Even though Miss Emily ultimately murdered her "suitor," Homer Barron, Faulkner had a difficult time imposing a harsh moral judgment on her actions because he felt that those actions were, in part, a direct result of her relationship with her over-bearing and selfish father.
All we know of Miss Emily's father is that, when she was a young woman of marriagable age, "none of the young men were quite good enough for Miss Emily and such," the implication being that Miss Emily's father, not Emily, rejected all possible suitors. Emily's father, then, cut off Emily's hopes, as Faulkner put it, "to find love and then a husband and a family." Once the group of eligible suitors was eliminated, Emily's chance for a normal life disappeared.
If there is any doubt as to what kind of man Emily's father was, or what their relationship was like, the town tells us
We had long thought of them as a tableau, Miss Emily a slender figure in white in the background, and her father a straddled silhouette in the foreground, his back to her clutching a horsewhip, the two of them framed by the flung-back front door.
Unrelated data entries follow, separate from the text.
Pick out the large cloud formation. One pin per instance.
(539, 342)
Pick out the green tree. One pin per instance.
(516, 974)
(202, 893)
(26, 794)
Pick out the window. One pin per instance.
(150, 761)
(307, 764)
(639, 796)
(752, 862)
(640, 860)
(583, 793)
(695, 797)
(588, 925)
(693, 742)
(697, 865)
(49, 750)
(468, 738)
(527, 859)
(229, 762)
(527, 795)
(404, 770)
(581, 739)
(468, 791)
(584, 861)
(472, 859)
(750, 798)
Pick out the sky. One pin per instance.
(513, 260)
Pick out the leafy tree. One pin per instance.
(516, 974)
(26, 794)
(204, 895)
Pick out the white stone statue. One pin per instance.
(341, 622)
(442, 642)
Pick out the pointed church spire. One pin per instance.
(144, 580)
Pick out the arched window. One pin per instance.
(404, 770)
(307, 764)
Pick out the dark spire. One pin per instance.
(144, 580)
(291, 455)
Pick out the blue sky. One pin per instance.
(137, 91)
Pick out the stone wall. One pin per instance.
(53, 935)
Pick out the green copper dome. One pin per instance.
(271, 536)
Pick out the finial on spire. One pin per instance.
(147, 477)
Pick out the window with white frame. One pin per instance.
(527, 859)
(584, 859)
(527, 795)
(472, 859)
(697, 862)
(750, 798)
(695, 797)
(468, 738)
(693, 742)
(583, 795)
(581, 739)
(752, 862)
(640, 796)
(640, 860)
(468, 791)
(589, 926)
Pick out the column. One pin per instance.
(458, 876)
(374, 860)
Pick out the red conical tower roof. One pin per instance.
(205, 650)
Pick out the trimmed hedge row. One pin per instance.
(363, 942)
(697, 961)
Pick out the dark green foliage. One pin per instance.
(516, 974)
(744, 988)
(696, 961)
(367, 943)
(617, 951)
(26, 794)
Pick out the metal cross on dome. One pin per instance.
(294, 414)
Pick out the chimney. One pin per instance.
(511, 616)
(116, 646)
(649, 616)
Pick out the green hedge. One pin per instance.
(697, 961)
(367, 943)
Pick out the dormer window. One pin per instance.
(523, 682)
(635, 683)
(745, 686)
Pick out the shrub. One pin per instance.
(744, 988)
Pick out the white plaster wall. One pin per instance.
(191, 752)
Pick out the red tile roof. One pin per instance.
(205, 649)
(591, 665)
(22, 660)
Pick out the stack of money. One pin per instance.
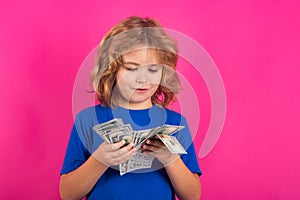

We are presented with a symbolic representation of a dysfunctional relationship and a cruel man. The fact that Miss Emily stands behind her father, with her father "a straddled figure" in front, indicates Miss Emily's subservient relationship, and the whip in her father's hand can only represent his controlling and cruel nature.
Although it is a cliche to say that Miss Emily represents a repressed woman, it is nonetheless an accurate statement of her condition. That the repression came from her own father is especially cruel--a man who should have had the interests of his daughter in his heart turned his back to her figuratively and literally, thereby setting in motion the events of Miss Emily's blighted life and her attempts to achieve her version of a "normal" life.